[![Open In Colab](https://colab.research.google.com/assets/colab-badge.svg)](https://colab.research.google.com/github/OlivierGeorgeon/Developmental-AI-Lab/blob/master/docs/agent2.ipynb)

# THE AGENT WHO THRIVED ON GOOD VIBES

# Learning objectives

Upon completing this lab, you will be able to implement agents driven by a type of intrinsic motivation called 'interactional motivation.' This refers to the drive to engage in sensorimotor interactions that have a positive valence while avoiding those that have a negative valence.

# Setup
## Define the Agent class

In [13]:
class Agent:
    def __init__(self, _valences):
        """ Creating our agent """
        self._valences = _valences
        self._action = None
        self._predicted_outcome = None

    def action(self, _outcome):
        """ tracing the previous cycle """
        if self._action is not None:
            print(f"Action: {self._action}, Prediction: {self._predicted_outcome}, Outcome: {_outcome}, " 
                  f"Prediction: {self._predicted_outcome == _outcome}, Valence: {self._valences[self._action][_outcome]}")

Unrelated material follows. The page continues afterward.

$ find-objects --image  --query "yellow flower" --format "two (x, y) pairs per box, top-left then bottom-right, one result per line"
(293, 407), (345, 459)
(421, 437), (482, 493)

        """ Computing the next action to enact """
        # TODO: Implement the agent's decision mechanism
        self._action = 0
        # TODO: Implement the agent's anticipation mechanism
        self._predicted_outcome = 0
        return self._action


## Environment1 class

In [14]:
class Environment1:
    """ In Environment 1, action 0 yields outcome 0, action 1 yields outcome 1 """
    def outcome(self, _action):
        # return int(input("entre 0 1 ou 2"))
        if _action == 0:
            return 0
        else:
            return 1

## Environment2 class

In [15]:
class Environment2:
    """ In Environment 2, action 0 yields outcome 1, action 1 yields outcome 0 """
    def outcome(self, _action):
        if _action == 0:
            return 1
        else:
            return 0

## Define the valence of interactions

In [16]:
valences = [[-1, 1], 
            [1, -1]]

The valence table specifies the valence of each interaction. An interaction is a tuple (action, outcome):

|| outcome 0 | outcome 1 |
|---|---|---|
| action 0 | -1 | 1 |
| action 1 | 1 | -1 |

## Instantiate the agent

In [17]:
a = Agent(valences)

## Instantiate the environment 

In [18]:
e = Environment1()

## Test run the simulation

In [19]:
outcome = 0
for i in range(10):
    action = a.action(outcome)
    outcome = e.outcome(action)

Action: 0, Prediction: 0, Outcome: 0, Prediction: True, Valence: -1
Action: 0, Prediction: 0, Outcome: 0, Prediction: True, Valence: -1
Action: 0, Prediction: 0, Outcome: 0, Prediction: True, Valence: -1
Action: 0, Prediction: 0, Outcome: 0, Prediction: True, Valence: -1
Action: 0, Prediction: 0, Outcome: 0, Prediction: True, Valence: -1
Action: 0, Prediction: 0, Outcome: 0, Prediction: True, Valence: -1
Action: 0, Prediction: 0, Outcome: 0, Prediction: True, Valence: -1
Action: 0, Prediction: 0, Outcome: 0, Prediction: True, Valence: -1
Action: 0, Prediction: 0, Outcome: 0, Prediction: True, Valence: -1


Observe that, on each interaction cycle, the agent is mildly satisfied. On one hand, the agent made correct predictions, on the other hand, it experienced negative valence.

# PRELIMINARY EXERCISE

Execute the agent in Environment2. Observed that it obtains a positive valence. 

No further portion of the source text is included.